Dinner is in 20 minutes so let's move this along

ISSUE NUMBER ONE


[cue tranquil music]


Oh, Little Tiki. How cute you are. How sweet your little sleeping face. How soft your fuzzy little coat. How velvety your little beagley ears.


Just because it's wrapped up all pretty and hiding in The Man's closet doesn't mean it's for you.


This pretty lacquered box with elephants on it was a birthday present to me from The Man's mother. I didn't get to open it. Someone else found it first, pulled it out of the bag, dragged it halfway across the house, and opened it.




And tasted it, too, as you can see by the chew marks at the upper right, and the little droplets of drool that I'm sure were not there when this was wrapped for me back in December.




ISSUE NUMBER TWO


In other beagle news, we have a mouse chip somewhere in the yard. This is how I know. Kirby will snuffle around in the mulch, retrieve a large flat piece of what looks like mulch, and chew it. He will not drop it or respond to commands. It makes a nasty crunching sound that makes us realize this is not a piece of mulch, and it is not falling apart the way a leaf would. One bends down to take it from his mouth. In an instant, one identifies that this thing has wee little feet and one flings it away in panic. Yikes!!! A few moments later, one realizes that it is now back in the mulch, hiding, undetectable to humans, and waiting for Kirby to find it again. Repeat daily.



ISSUE NUMBER THREE


Announcing the first member of FC Dirtbunny: Gennaro Gattuso.





Rino is a midfielder for AC Milan and on the Azzurri. He is the heart of FCD because he's always on fire. He's always in it. He never gives up.





When everyone else on the pitch is playing like a bunch of losers, Rino gets angry and does whatever he can to fire the side up. He is the Dirtbunny on the field, and my indispensable player.




His superpower is that he can set things on fire with the fierce righteousness of his glare.

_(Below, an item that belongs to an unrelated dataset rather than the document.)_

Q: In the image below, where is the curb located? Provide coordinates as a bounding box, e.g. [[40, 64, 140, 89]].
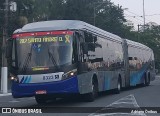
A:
[[0, 93, 12, 97]]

Also, he is a hairy, stubby Calabrian, just like my hairy stubby Calabrian ancestors (although some of them ended up freakishly tall).
AC Milan may have to play without him while he mends, but his contract with FCD will never expire.

2 comments:

Anonymous said...

He could vaporize Becks with a single glance.

Danielle said...

Now that IS one tasty morsel and I am not referring to the mouse chip or sleepy Tiki!